Bischof Wilmer erklärte den Widerspruch bei der Vorstellung des Papiers so: „Die letzten Wochen verliefen unter großer politischer Anspannung. Da brauchte es nicht noch einen weiteren Akteur. Nachdem letzte Woche das sogenannte ‚Rentenpaket 2025‘ verabschiedet worden ist, geht es jetzt im Rahmen der Rentenkommission um mittel- und langfristige Lösungen. Auch für die Zukunft der Pflege ist eine Kommission eingesetzt. Uns geht es mit dem Papier nicht nur um die Rente, sondern um alle Sozialversicherungen.“

Diese Zurückhaltung im Angesicht einer aufgeheizten Debatte kann man richtig finden.
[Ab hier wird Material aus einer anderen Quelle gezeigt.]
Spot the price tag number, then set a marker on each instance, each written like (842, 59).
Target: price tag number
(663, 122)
Bischöfe müssen nicht in jede Debatte crashen, sonst nutzt sich die Öffentlichkeitswirkung ab. Es sollte schon wichtig sein. Auf der anderen Seite geizt das grundsätzlich sehr sachliche DBK-Reformpapier auch nicht mit gezieltem Pathos. Alle „demokratischen Kräfte“ stünden „in der Verantwortung, den Dialog über die Reform der sozialen Sicherungssysteme so zu führen, dass unnötige Ängste vermieden und Kompromisslinien gefunden werden, die die politische Handlungsfähigkeit erhalten“, heißt es in der Einleitung. Nur so nehme „das demokratische Gemeinwesen keinen Schaden“. Das erinnert, wenngleich etwas konventioneller formuliert, an Markus Söders Diktum von der „letzten Patrone der Demokratie“, die der bayerische Ministerpräsident in der amtierenden Regierung erkennt. Auch das bischöfliche Papier liest sich stellenweise wie der geronnene Angstschweiß, dass es bald mit den letzten Resten bundesrepublikanischer Stabilität aus sein könnte, wenn die Regierung sich nicht endlich an die Lösung der Probleme des Landes macht.

Wenn dem aber so ist, war es dann verantwortlich, zurückzuhalten, als die nun beschlossene, in ihrer Wirkung ebenfalls „mittel- bis langfristige“ Destabilisierung der Rentenkassen vielleicht noch aufzuhalten war?